If you have the time I would to ahead and get him to the vet. They will do their best to help over the phone - but if they can’t examine him there is a limit to the help they can provide.

Sending good thoughts and scritches; hope he gets better soon.

That’s pretty much how our Jackson was. Nothing could keep him down. Judging by other remarks, though, I guess all cats react differently.

I wonder if it has anything to do with the age and maturity of the critter. Squiggy, who took the longest to get back to being his usual self, was almost full grown when he lost his nads.

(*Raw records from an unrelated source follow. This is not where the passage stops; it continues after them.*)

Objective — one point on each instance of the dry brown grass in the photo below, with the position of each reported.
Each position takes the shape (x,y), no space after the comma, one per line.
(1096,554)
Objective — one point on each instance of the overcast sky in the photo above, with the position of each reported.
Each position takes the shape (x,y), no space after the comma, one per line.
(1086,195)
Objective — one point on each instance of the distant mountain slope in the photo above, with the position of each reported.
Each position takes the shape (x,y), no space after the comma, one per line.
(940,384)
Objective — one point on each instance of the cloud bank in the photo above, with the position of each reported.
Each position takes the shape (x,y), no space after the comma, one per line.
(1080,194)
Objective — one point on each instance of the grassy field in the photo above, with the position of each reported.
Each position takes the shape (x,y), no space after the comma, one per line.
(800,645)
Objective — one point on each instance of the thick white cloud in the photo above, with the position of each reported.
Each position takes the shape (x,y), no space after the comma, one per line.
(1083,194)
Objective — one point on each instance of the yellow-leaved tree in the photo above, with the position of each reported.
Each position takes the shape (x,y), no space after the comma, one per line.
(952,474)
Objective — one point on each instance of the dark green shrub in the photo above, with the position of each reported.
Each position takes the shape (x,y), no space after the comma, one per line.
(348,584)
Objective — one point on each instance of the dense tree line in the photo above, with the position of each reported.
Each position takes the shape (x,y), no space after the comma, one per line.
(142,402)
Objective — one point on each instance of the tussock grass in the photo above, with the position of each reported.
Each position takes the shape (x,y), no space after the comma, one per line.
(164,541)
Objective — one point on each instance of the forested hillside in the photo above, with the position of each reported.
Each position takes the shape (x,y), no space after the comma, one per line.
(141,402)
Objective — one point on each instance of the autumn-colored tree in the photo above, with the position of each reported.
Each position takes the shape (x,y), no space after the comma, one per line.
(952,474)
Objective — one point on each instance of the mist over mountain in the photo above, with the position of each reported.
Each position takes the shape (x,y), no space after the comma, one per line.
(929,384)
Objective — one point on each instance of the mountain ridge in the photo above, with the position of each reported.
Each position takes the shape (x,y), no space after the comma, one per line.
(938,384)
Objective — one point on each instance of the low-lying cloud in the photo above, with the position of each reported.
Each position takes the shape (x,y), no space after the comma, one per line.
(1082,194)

Smokey was the youngest and our family got the impression he was mostly hiding because he’d been frightened by the whole experience rather than suffering from physical discomfort.

What he said.

It’s two days later, he’s a young cat I wouldn’t expect him to still be lethargic or drooling. URI’s can be serious especially if it’s the virus mentioned above or even any of the other viruses if the cat won’t eat and keep down his antibiotics. Don’t rely on a phone consult, the vet can’t examine your cat over the phone, please take him in to be checked.

If he’s not doing better when I get home, we’ll be going to the vet hospital tonight. Hopefully it’s nothing serious, but better to be safe.